A particle of mass m, kinetic energy $K$ and linear momentum $p$ collides head on elastically with another particle of mass $2m$ at rest. Match the following (after collision) –

$\begin{array}{cc}\text{Column-I}& \text{Column-II}\\ \text{(A) momentum of first particle}& \text{(P)}\frac{4}{3}p\\ \text{(B) momentum of second particle}& \text{(Q)}\frac{8K}{9}\\ \text{(C) Kinetic energy of first particle}& \text{(R)}-\frac{p}{3}\\ \text{(D) Kinetic energy of second particle}& \left(S\right)\frac{K}{9}\end{array}$

Which of the following option has the correct combination considering column-I and column-II

• A.
  $C\to S$
• B.
  $D\to P,R$
• C.
  $B\to Q$
• D.
  $A\to P,Q$

Answer 1

The correct option is A

$C\to S$
Let $m_1$ and $m_2$ be the mass of two collision bodies.

$u_1$ and $u_2$ be their velocities before collisions $v_1$ and $v_1$ be their velocities after collisions
In the given situation,
$m_1=m;m_2=2m{u}_1=u_1;u_2=0$
Using conservation of momentum and energy we have equations.

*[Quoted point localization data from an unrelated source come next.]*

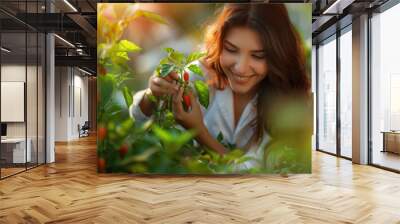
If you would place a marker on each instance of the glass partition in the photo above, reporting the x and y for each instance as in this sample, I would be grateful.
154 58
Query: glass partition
385 89
346 93
327 95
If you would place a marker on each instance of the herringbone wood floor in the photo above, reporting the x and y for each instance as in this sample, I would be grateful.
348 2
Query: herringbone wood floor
71 191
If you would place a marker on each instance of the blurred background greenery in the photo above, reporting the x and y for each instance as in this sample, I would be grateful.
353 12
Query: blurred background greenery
186 26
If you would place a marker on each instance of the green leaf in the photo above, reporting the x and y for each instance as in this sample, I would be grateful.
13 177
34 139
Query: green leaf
122 55
127 46
195 69
106 84
194 56
165 69
127 96
164 135
202 92
169 50
152 98
175 57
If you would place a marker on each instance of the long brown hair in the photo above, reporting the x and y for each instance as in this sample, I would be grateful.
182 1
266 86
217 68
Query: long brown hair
285 57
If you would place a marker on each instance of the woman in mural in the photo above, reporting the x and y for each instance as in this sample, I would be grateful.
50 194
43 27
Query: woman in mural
254 58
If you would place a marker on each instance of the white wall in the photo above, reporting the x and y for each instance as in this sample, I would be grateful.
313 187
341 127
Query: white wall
71 93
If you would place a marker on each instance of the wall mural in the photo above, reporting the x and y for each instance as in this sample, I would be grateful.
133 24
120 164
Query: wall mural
204 88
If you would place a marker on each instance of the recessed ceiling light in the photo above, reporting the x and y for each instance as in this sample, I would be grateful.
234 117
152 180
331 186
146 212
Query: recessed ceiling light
5 50
64 40
70 5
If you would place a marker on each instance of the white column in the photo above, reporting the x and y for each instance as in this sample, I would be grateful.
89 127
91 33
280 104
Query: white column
50 93
360 90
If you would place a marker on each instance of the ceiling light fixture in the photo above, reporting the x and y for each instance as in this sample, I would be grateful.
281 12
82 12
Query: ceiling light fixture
64 40
329 9
70 5
86 72
5 49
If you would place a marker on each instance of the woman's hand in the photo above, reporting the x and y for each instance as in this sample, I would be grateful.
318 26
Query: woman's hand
158 86
193 117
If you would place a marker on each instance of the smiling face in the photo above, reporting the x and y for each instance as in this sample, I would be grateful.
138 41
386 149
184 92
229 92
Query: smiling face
243 60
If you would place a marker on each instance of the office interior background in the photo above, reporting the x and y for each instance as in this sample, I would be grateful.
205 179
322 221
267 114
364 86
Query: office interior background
48 82
48 76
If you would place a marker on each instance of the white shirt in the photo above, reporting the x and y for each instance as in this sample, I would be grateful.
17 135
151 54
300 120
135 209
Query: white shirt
219 117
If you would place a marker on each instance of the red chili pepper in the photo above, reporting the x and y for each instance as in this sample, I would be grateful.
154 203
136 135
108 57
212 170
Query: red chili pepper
123 150
186 99
101 134
186 76
101 165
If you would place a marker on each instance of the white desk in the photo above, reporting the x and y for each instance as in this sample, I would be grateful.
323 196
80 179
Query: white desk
18 149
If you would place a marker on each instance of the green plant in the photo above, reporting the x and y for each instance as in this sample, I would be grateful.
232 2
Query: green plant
158 145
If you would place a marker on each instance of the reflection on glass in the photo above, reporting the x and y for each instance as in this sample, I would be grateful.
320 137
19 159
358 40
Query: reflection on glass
327 97
14 151
386 89
31 101
345 94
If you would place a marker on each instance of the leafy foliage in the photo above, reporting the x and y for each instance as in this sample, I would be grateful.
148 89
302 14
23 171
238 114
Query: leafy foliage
158 145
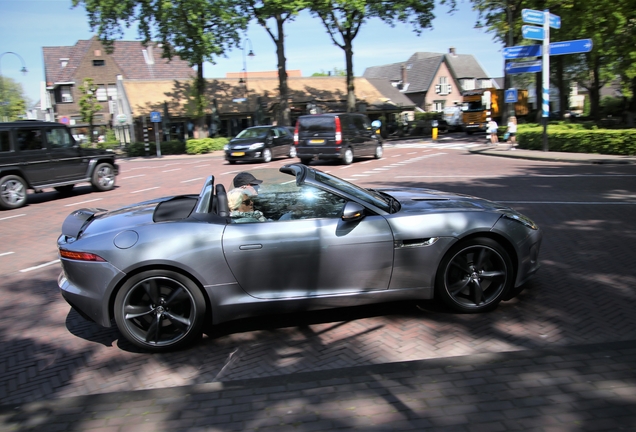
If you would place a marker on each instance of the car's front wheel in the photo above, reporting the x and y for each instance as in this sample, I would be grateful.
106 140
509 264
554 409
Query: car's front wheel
160 310
12 192
103 177
474 276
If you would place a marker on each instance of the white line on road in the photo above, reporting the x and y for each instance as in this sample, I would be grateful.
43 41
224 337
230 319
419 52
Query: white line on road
40 266
145 190
14 216
82 202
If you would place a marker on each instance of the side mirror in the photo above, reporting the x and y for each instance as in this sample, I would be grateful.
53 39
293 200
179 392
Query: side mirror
352 212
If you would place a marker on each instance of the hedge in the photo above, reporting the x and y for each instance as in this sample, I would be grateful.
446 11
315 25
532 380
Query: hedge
579 140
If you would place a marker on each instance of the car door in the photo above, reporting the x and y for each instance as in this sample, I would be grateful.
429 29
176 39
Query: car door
311 253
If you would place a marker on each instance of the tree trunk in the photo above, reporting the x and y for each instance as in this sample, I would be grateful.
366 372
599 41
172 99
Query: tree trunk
351 95
283 91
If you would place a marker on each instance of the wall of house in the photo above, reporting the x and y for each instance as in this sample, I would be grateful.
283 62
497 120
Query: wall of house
447 100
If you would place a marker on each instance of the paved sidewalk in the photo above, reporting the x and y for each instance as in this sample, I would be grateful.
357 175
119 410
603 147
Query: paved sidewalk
577 388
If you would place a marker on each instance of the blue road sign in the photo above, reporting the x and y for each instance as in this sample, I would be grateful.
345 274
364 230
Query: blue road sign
533 32
511 96
523 67
571 47
532 16
522 51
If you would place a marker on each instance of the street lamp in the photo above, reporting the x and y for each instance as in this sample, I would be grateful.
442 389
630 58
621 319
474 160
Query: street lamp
243 80
4 102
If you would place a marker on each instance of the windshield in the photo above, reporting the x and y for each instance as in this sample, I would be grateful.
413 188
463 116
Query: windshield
371 197
253 133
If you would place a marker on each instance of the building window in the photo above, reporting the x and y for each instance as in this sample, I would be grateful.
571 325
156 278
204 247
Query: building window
66 93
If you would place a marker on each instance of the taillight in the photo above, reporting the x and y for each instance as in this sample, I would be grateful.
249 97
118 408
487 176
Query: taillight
80 256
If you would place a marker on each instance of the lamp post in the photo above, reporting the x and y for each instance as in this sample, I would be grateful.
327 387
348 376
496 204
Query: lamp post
243 80
4 102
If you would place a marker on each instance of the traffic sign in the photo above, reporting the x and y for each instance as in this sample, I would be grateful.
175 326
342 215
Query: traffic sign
523 67
522 51
533 32
510 96
571 47
532 16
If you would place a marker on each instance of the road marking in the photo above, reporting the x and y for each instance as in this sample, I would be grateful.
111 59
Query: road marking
14 216
40 266
82 202
145 190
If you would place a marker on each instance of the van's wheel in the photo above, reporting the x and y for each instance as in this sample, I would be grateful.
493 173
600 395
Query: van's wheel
12 192
474 276
347 157
103 177
160 310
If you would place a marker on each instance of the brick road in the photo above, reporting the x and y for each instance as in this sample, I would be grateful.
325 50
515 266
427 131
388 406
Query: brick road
584 294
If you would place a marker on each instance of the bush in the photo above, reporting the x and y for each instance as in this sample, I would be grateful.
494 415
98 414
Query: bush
205 145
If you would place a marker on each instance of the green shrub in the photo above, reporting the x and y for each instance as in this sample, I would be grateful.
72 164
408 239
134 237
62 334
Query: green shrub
205 145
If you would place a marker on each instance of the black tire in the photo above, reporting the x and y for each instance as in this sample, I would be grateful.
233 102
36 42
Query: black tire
13 192
267 155
160 310
103 177
64 190
347 156
474 276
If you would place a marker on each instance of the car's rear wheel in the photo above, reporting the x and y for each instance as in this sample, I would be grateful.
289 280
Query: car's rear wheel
347 157
160 310
474 276
267 155
12 192
103 177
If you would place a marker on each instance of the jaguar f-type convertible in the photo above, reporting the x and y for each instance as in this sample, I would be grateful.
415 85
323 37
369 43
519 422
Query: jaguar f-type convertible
164 269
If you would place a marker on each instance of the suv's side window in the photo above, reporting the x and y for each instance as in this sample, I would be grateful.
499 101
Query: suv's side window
29 139
5 143
58 138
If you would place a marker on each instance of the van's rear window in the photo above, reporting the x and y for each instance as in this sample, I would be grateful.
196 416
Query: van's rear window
318 124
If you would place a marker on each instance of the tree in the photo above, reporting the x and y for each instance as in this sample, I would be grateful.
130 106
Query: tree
278 12
343 19
88 104
12 99
195 30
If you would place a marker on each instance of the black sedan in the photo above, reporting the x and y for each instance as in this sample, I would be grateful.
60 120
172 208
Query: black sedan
261 143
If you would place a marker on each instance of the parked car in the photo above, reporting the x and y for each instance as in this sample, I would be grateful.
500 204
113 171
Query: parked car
165 268
261 143
38 155
342 136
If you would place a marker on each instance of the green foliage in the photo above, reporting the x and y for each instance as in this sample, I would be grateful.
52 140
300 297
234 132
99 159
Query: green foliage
205 145
578 139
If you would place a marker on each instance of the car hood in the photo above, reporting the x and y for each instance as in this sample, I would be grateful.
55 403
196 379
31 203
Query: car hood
429 200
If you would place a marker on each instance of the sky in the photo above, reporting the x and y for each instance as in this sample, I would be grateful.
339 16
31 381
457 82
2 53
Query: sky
28 25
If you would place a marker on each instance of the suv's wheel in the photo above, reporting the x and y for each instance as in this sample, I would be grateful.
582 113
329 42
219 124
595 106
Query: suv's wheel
347 157
12 192
103 177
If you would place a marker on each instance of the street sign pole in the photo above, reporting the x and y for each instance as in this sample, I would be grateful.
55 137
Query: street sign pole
546 77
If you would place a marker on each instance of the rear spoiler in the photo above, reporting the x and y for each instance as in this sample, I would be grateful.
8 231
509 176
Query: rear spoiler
74 222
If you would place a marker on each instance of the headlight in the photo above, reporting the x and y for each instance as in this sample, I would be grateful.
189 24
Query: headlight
513 215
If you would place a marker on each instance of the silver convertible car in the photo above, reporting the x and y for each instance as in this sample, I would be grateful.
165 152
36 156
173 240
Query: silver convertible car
164 269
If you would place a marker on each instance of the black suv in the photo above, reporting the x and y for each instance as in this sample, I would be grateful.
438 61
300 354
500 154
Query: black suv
340 136
37 155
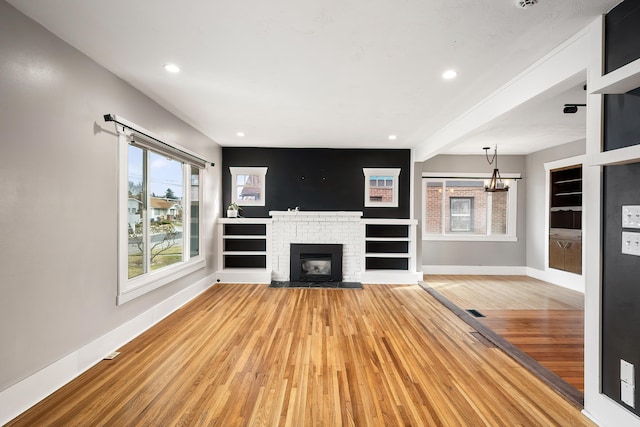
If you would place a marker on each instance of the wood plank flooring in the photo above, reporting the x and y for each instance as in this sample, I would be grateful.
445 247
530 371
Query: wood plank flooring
255 356
543 320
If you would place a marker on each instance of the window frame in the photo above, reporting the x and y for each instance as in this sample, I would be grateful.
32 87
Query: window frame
451 214
131 288
248 170
394 173
512 210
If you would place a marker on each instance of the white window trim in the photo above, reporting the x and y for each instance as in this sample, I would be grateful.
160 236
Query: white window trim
235 171
512 213
129 289
368 173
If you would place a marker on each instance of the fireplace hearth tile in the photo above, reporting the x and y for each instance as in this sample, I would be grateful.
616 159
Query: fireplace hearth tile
322 285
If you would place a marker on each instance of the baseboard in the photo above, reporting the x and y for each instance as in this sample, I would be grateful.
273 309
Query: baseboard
567 280
243 275
391 277
31 390
484 270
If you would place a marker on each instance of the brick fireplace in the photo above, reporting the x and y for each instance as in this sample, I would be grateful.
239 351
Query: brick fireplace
301 227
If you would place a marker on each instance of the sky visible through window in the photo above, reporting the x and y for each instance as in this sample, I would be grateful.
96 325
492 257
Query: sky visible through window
164 173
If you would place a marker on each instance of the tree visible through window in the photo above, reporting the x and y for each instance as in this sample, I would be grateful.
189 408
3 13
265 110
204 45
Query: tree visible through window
156 228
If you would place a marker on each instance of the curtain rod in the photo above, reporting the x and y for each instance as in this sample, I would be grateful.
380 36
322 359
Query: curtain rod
111 118
488 176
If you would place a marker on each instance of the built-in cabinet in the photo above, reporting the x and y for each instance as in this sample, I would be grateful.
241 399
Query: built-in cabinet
565 219
244 251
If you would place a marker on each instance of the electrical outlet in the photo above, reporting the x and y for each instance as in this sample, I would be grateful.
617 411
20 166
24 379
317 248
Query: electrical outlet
630 216
112 356
627 372
627 394
631 243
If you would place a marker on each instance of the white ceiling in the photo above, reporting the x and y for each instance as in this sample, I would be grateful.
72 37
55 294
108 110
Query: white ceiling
301 73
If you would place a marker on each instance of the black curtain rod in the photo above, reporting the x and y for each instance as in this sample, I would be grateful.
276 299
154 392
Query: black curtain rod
110 118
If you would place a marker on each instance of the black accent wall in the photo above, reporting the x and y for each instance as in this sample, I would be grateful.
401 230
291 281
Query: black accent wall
621 120
620 272
622 38
621 280
318 179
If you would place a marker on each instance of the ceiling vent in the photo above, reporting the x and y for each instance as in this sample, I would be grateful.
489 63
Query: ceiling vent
525 4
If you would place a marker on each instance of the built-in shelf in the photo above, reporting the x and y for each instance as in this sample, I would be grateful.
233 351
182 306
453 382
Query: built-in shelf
390 248
244 255
565 219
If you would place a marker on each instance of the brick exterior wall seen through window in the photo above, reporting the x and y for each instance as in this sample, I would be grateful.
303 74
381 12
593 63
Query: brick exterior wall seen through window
435 205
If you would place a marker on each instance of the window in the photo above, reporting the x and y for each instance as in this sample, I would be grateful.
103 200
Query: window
461 213
160 221
381 187
248 185
460 209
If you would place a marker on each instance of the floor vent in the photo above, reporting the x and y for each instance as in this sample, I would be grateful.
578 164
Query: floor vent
475 313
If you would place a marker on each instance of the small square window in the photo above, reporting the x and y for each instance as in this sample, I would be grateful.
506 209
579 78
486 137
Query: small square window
381 187
248 185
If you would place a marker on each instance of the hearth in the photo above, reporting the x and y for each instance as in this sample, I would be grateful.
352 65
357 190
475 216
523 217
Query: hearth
316 262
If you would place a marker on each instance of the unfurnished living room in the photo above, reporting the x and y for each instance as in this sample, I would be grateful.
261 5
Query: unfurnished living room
320 213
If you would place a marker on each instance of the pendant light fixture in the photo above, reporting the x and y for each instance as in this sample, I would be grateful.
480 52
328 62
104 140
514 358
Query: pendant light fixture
495 184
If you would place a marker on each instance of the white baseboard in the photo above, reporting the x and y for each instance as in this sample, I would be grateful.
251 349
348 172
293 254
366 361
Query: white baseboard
26 393
557 277
243 275
383 277
484 270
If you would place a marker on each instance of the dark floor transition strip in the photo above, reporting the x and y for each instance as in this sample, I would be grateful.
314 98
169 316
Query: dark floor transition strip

$v_1=\left(\frac{m_1-m_2}{m_1+m_2}\right)u_1+\left(\frac{2m_1}{m_1+m_2}\right)u_2...\left(1\right)$

$v_2=\left(\frac{m_2-m_1}{m_1+m_2}\right)u_2+\left(\frac{2m_1}{m_1+m_2}\right)u_1...\left(2\right)$
Putting values given in question in equation (1) and (2) ; We get:
$v_1=\frac{-u_1}{3}$ & $v_2=\frac{2}{3}{u}_1$
According to question
$P=m_1{v}_1$ & $K=\frac{1}{2}{m}_1{v}_1^2$
Final momentum of mass $m_1$
$\Rightarrow m_1{v}_1=\frac{-m{u}_1}{3}=-\frac{P}{3}$

Final K.E of mass $m_1;$
$\Rightarrow \frac{1}{2}{m}_1{v}_1^2=\frac{1}{2}{m}_1\times \frac{u_1^2}{9}=\frac{K}{9}$

Final Momentum of mass $m_2$
$\Rightarrow m_2{v}_2=2m{v}_2=2m\times \frac{2}{3}{u}_1=\frac{4}{3}P$
Final KE of mass $m_2\Rightarrow \frac{1}{2}{m}_2{v}_2^2\Rightarrow \frac{1}{2}\times 2m\times \left(\frac{4}{9}{u}_1^2\right)\Rightarrow \frac{8K}{9}$

Matching the option we
$(A\to R)(B\to P)(C\to S)(D\to Q)$